Così ci godiamo la vicenda dello spietato killer Ciro (l’attore feticcio dei Manetti, Giampaolo Morelli), responsabile dell’assassinio del disgraziato di cui sopra, commissionatogli dal boss don Vincenzo (ancora Buccirosso) detto ’O rre d’ ’o pesce, il quale l’ha fatto uccidere approfittando della sua straordinaria somiglianza con lui, in modo da far credere d’essere morto e squagliarsela con la consorte donna Maria (una disinvolta Claudia Gerini, a suo agio col dialetto napoletano) per godersi finalmente la vita. Purtroppo l’omicidio ha una testimone, l’infermiera Fatima (Rossi), che riconosce don Vincenzo. Ciro dovrebbe uccidere anche lei: solo che scopre, come fossimo in un fotoromanzo (altro genere), che si tratta della sua fidanzatina dei quindici anni. E ora il killer deve decidere tra la fedeltà al clan e quella al ragazzino dai sentimenti puliti che è stato tanto tempo fa.
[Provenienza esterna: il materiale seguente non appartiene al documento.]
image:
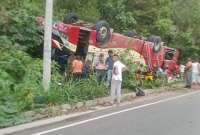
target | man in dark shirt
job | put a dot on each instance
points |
(109, 63)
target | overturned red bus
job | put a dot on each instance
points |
(82, 38)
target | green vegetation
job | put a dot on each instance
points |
(176, 21)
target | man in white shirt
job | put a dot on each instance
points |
(195, 73)
(116, 82)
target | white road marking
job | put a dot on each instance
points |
(114, 113)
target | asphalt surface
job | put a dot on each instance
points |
(177, 116)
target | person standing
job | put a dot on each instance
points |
(188, 73)
(100, 69)
(109, 63)
(116, 82)
(195, 73)
(77, 68)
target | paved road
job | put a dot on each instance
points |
(177, 116)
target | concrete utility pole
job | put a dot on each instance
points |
(47, 45)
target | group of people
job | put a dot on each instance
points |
(108, 71)
(192, 73)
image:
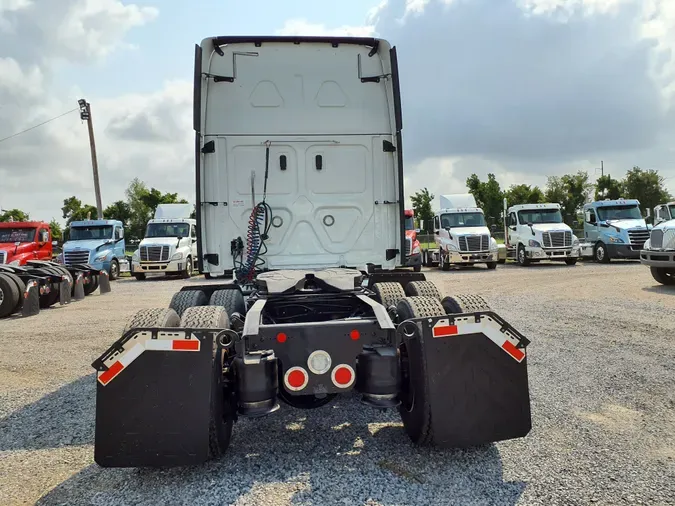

Il gioco sugli stereotipi gomorristi della “Scampia Disco Dance”

La confezione da musical, con la colonna sonora curata dal cantautore partenopeo Nelson, Pivio e Aldo De Scalzi è il basso continuo che dà ritmo alla narrazione e compatta la propensione alla contaminazione continua, in cui possono trovare spazio la messa a distanza degli stereotipi gomorristi della “Scampia Disco Dance” – coi turisti elettrizzati all’idea di subire lo scippo godendosi l’emozione verace della “ultimate touristic experience” di fronte alle Vele – quanto il romanticismo fotoromanzesco della versione napoletanizzata di What a feeling da Flashdance (ideale per le corde di Serena Rossi). E la centralità tematica della musica è confermata dalla presenza di cantattori a sorpresa come Raiz e il neomelodico duro Franco Ricciardi.

Ammore e malavita ha una durata esagerata, questo è vero, ma il senso dello spettacolo non viene mai meno, come l’innegabile gusto del fare cinema dei Manetti Bros., che dà vita a un racconto d’amore e morte insieme drammatico, buffo, romantico, che trascina e fa ridere nello stesso momento in cui commuove e inquieta.